Currently, to view this site and my projects, a few layers make up the availability of my server space. I rely on some HP blade servers in a HP blade chassis, a NetApp 3720 cDOT storage cluster, and various Cisco switches for connectivity. Those 3 items allow me to have my server(s) virtualized and scale about as needed. Inside those blades, live several virtual servers. Some are routers, telling what traffic to go where. Some of them are used to monitor the health of everything. I do have web facing stack built out so that one virtual server has one role. One only provides HTTP, one only provides DB, and so on.
For the past several years, this has been fine and overkill. And I love it. How ever, I have a problem regarding mail. Specifically, since I don’t personally own my connection to the internet, there are parts I cant manage. The parts I can’t manage leave my outbound mail marked as spam and it gets rejected from the grown ups like Google. Sigh. What to do, what to do. A contact of mine up in Charlotte stated that his business could lease me a 1U space with power and bandwidth for about $70 a month. That isn’t bad but the environment I just described is closer to about 34U of space. We’d be talking about $600 a month. No thank you, I don’t make money from this, nope.
So I started considering my options. I already enjoy Mikrotik for routing, they’ve proven themselves and I know the platform.
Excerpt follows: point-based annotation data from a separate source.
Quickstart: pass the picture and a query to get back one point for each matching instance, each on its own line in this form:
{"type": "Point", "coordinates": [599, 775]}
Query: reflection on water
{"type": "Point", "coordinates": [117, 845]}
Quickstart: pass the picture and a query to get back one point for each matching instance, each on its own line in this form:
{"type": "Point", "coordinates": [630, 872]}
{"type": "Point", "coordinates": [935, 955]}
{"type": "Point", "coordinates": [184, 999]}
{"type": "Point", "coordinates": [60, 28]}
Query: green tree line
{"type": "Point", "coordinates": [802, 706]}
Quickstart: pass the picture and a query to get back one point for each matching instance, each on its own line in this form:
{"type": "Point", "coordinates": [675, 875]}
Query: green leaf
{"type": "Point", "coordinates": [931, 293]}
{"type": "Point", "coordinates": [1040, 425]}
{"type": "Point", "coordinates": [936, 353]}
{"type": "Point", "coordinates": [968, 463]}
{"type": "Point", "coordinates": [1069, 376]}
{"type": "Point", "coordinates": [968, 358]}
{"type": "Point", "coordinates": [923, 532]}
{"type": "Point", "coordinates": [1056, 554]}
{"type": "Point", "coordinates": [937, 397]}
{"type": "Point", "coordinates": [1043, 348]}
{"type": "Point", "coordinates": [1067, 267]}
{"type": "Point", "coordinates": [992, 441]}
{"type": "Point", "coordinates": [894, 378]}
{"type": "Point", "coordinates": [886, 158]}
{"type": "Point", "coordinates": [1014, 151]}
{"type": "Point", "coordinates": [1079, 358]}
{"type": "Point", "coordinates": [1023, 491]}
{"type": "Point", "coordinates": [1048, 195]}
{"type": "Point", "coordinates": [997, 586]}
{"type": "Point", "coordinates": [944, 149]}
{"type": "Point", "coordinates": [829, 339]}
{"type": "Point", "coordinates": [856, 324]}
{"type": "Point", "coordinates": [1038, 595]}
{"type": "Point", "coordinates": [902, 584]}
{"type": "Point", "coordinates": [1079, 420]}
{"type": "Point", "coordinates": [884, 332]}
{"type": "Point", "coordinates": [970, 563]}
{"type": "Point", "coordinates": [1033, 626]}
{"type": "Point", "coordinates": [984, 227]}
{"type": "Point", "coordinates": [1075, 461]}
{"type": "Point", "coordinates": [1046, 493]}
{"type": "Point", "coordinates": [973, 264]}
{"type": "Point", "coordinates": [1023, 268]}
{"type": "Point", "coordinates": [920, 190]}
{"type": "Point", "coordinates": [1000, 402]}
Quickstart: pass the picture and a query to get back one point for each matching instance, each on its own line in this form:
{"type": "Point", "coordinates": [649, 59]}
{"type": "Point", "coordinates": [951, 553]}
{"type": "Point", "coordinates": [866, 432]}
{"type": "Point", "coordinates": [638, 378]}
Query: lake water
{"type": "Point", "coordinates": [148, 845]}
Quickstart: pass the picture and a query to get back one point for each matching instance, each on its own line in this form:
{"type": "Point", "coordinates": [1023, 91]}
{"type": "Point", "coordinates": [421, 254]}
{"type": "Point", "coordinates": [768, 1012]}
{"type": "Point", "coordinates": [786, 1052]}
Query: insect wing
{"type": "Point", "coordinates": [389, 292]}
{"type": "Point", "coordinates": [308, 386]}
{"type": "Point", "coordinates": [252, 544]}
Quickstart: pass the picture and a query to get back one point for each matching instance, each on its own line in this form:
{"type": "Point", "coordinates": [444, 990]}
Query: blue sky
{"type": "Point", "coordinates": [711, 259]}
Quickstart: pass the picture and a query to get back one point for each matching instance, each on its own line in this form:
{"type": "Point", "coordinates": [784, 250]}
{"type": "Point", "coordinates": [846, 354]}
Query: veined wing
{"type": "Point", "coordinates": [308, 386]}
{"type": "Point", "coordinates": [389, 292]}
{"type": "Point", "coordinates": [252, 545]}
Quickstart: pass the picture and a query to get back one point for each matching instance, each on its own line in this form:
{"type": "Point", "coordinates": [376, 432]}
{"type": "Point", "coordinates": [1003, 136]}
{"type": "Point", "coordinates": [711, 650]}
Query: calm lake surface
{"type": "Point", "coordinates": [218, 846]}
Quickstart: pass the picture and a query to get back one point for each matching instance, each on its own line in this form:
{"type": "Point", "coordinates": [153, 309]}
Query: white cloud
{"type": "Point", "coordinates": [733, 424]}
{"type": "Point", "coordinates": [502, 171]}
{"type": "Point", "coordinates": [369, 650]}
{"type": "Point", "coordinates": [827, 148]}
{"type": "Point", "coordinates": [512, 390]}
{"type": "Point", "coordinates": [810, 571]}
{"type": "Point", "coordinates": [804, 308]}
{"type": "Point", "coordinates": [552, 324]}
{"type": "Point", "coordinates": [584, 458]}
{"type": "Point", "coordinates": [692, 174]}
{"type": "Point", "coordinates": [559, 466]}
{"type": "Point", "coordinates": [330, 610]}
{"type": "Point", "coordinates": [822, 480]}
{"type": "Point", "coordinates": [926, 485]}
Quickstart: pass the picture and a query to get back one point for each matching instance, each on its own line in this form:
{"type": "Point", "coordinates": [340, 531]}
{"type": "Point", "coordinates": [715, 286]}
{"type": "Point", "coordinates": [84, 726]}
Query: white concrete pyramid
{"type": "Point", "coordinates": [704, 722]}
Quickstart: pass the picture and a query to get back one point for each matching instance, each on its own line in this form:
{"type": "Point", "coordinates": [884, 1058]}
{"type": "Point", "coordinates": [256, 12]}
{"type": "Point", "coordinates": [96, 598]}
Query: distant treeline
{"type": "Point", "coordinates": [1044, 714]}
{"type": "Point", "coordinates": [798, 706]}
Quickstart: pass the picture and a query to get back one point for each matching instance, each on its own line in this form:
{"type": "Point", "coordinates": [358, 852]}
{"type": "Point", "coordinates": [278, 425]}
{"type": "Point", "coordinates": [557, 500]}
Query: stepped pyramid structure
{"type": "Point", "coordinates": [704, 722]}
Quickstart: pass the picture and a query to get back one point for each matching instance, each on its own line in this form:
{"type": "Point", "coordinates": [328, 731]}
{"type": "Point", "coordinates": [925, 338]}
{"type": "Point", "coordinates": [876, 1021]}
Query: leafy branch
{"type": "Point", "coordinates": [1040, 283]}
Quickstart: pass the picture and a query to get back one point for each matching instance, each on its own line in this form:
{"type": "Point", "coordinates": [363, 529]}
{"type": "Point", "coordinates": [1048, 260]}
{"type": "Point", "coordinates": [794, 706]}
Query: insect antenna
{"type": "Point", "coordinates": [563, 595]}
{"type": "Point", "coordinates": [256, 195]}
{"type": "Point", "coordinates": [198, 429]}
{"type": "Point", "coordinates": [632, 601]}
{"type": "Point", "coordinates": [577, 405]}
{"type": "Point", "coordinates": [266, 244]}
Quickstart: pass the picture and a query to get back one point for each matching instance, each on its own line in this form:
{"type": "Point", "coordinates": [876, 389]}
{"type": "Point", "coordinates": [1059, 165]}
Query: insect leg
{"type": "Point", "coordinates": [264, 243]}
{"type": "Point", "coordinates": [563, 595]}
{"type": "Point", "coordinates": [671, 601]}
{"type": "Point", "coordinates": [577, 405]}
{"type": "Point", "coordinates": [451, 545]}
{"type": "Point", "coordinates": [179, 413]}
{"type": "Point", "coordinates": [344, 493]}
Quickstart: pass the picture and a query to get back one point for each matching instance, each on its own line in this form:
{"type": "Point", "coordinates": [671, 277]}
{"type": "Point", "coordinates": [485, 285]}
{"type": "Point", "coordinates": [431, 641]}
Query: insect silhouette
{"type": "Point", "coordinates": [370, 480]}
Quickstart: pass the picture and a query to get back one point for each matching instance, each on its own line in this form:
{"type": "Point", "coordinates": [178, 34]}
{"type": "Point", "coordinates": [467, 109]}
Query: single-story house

I ended up finding a RB2011UiAS-RM for $120. That would be a rack mount, 1U, single PSU router, with more ram and CPU than I really need, with more features than I need. After thinking about how to bridge the 2 sites – my home and the DC in Charlotte, I realize that because its single PSU – if they did a PDU test, I could go down. My initial response was to get an second one and have it installed on the B side of the power grid, use some VPLS and such to keep things up. How ever, this is also a shitty idea – because VPLS requires 2 routers on each side of the location to start with.
Zooming out, I realized that I actually only need this for mail and experimenting. That means that if it goes down, I can route in a way so that it only affects mail and keep the traffic that is already coming out of the home connection the way it is. So now I can simplify my bridging and I think VPN is the first step here. That gives me encrypted, private sessions with the DC directly, and my mail will appear to come from my connection. More to come on this, as test different things out in the garage before deploying.